The song became viral on the media sharing platform TikTok due to its catchline: "Did I really just forget that melody?"

==Background==
To promote the release of the song, Y2K and bbno$ created fake stories about how they met and made the song, sending them to blogs including Lyrical Lemonade. A remix version featuring Spanish singer Enrique Iglesias and Canadian singer Carly Rae Jepsen was released on October 30, 2019.

==Music video==
The official video of the song was released on August 20, 2019, on Y2K's YouTube channel.

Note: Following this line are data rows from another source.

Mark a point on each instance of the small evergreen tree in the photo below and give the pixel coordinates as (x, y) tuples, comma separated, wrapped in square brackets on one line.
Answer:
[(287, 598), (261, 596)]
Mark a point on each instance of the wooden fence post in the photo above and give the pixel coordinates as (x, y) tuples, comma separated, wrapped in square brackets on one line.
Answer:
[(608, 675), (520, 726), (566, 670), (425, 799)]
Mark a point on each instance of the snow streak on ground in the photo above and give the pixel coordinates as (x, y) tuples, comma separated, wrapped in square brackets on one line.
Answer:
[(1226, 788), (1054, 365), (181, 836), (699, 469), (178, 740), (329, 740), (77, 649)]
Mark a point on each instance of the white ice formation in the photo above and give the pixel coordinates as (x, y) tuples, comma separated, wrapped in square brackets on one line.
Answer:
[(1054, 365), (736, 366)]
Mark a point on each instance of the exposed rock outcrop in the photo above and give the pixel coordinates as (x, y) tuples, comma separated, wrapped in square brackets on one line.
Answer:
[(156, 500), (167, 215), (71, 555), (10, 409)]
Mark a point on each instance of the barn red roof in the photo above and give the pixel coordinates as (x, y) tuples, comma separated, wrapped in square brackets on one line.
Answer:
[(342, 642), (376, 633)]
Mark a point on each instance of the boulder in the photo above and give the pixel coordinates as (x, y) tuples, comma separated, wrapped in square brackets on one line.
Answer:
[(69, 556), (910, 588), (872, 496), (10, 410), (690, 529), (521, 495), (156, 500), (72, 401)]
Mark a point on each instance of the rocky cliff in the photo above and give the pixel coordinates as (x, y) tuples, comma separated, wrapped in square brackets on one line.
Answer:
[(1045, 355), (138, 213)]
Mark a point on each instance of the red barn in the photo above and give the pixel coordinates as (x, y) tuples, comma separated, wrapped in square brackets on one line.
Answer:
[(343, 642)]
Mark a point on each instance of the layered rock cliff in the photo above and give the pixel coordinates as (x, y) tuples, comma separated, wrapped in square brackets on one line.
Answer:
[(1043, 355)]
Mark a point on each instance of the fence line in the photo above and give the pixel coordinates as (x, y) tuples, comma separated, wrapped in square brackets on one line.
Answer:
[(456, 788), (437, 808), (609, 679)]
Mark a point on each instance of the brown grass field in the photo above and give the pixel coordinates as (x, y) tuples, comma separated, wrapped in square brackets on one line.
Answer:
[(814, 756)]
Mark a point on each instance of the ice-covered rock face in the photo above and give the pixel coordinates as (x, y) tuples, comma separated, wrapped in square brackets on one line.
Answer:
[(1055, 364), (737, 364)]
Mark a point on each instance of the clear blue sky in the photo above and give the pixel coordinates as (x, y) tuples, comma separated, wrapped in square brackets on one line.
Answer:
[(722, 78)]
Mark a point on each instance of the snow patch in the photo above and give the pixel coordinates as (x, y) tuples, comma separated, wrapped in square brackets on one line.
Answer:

The video takes place in a studio set designed to look like a children's educational show. As the video progresses, both artists begin using the different objects from the kids' show to illustrate the song, like a puppet theatre, different wallpaper and studio spaces, and a globe to point at locations.

==Reception==
Carl Lamarre of Billboard called the track a "fun-filled tune" with bbno$'s "outlandish" rapping over the "Latin-tinged record".

It is the first song to chart for either of the duo, debuting at number 84 on the US Billboard Hot 100 before peaking at number 55. On March 17, 2023, the song was certified triple platinum by the Recording Industry Association of America for equivalent sales of 3,000,000 units in the United States.

===Weekly charts===

| Chart (2019–2020) | Peak position |
|---|---|
| Argentina (Argentina Hot 100) | 98 |
| Australia (ARIA) | 16 |
| Austria (Ö3 Austria Top 40) | 38 |
| Belgium (Ultratop 50 Flanders) | 14 |
| Belgium (Ultratop 50 Wallonia) | 10 |
| Canada (Canadian Hot 100) | 10 |
| Czech Republic Singles Digital (ČNS IFPI) | 5 |
| Denmark (Tracklisten) | 26 |
| Finland (Suomen virallinen lista) | 16 |
| France (SNEP) | 12 |
| Germany (GfK) | 46 |
| Hungary (Single Top 40) | 29 |
| Hungary (Stream Top 40) | 7 |
| Ireland (IRMA) | 36 |
| Israel (Media Forest) | 2 |
| Italy (FIMI) | 17 |
| Latvia (LAIPA) | 4 |
| Lithuania (AGATA) | 7 |
| Lebanon (Lebanese Top 20) | 8 |
| Netherlands (Single Top 100) | 36 |
| New Zealand (Recorded Music NZ) | 16 |
| Norway (VG-lista) | 23 |
| Portugal (AFP) | 7 |
| Romania (Airplay 100) | 25 |
| San Marino (SMRRTV Top 50) | 26 |
| Scotland Singles (OCC) | 90 |
| Slovakia Singles Digital (ČNS IFPI) | 2 |
| Spain (Promusicae) | 42 |
| Sweden (Sverigetopplistan) | 55 |
| Switzerland (Schweizer Hitparade) | 26 |
| UK Singles (OCC) | 32 |
| UK Hip Hop/R&B (OCC) | 23 |
| US Billboard Hot 100 | 55 |
| US Hot R&B/Hip-Hop Songs (Billboard) | 22 |
| US Rolling Stone Top 100 | 39 |

===Year-end charts===

| Chart (2019) | Position |
|---|---|
| Australia (ARIA) | 89 |
| Belgium (Ultratop Flanders) | 23 |
| Belgium (Ultratop Wallonia) | 75 |
| Canada (Canadian Hot 100) | 44 |
| France (SNEP) | 109 |
| Italy (FIMI) | 94 |
| Latvia (LAIPA) | 23 |
| Portugal (AFP) | 72 |
| Switzerland (Schweizer Hitparade) | 85 |
| US Hot R&B/Hip-Hop Songs (Billboard) | 62 |

| Chart (2020) | Position |
|---|---|
| Canada (Canadian Hot 100) | 63 |
| Romania (Airplay 100) | 98 |

=== Certifications ===

| Region | Certification | Certified units/sales |
| Australia (ARIA) | 2× Platinum | 140,000^{‡} |
| Belgium (BRMA) | Gold | 20,000^{‡} |
| Canada (Music Canada) | 5× Platinum | 400,000^{‡} |
| Denmark (IFPI Danmark) | Gold | 45,000^{‡} |
| France (SNEP) | Diamond | 333,333^{‡} |
| Germany (BVMI) | Gold | 200,000^{‡} |
| Italy (FIMI) | Platinum | 50,000^{‡} |
| Mexico (AMPROFON) | 3× Platinum | 180,000^{‡} |
| New Zealand (RMNZ) | 2× Platinum | 60,000^{‡} |
| Poland (ZPAV) | 2× Platinum | 40,000^{‡} |
| Portugal (AFP) | Platinum | 10,000^{‡} |
| Spain (Promusicae) | Platinum | 60,000^{‡} |
| Switzerland (IFPI Switzerland) | Platinum | 20,000^{‡} |
| United Kingdom (BPI) | Gold | 400,000^{‡} |
| United States (RIAA) | 3× Platinum | 3,000,000^{‡} |
^{‡} Sales+streaming figures based on certification alone.